Pérez's work was included in In Spite of Modernism: Contemporary Art, Abstract Legacies, and Identity featured works meant to "challenge abstract styles narrowly associated with Modernism [and] confront the Modern movement's exclusions of race, gender, and sexuality, and offer a more inclusive interpretation of the history and artistic styles that gave Western Modern artists global recognition." In Spite of Modernism: Contemporary Art, Abstract Legacies, and Identity was curated by Haley Clouser, who was at the time an independent curator and Curatorial Fellow at DeCordova Sculpture Park and Museum.

Pérez's work was included in Eyes of the Skin, an exhibition mounted between June 9 – August 12, 2022 at Lehmann Maupin.
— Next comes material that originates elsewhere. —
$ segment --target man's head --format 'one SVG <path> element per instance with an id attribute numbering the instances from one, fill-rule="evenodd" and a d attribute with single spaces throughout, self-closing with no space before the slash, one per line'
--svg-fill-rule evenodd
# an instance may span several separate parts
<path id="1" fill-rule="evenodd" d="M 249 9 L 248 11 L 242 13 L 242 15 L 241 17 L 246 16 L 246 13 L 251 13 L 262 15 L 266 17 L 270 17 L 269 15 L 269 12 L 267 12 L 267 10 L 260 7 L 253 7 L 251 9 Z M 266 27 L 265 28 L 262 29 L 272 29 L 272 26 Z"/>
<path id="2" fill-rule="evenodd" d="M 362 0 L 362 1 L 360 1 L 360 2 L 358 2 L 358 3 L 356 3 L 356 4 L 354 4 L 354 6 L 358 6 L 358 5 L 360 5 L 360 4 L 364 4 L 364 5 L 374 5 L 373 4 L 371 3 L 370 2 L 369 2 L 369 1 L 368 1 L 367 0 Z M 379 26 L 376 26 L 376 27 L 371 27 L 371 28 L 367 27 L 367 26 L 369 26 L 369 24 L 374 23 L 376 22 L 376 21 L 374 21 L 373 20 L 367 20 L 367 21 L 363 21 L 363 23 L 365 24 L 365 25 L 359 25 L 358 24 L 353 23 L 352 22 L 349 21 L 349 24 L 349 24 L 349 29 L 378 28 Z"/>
The exhibition was curated by New York City-based artist Teresita Fernández, who was represented by Lehmann Maupin at the time. The exhibition emphasized "the importance of indigenous, intuitive, and somatic knowledge as a primary source for understanding our world." His work has also been featured in the collections display at Pérez Art Museum Miami, Florida.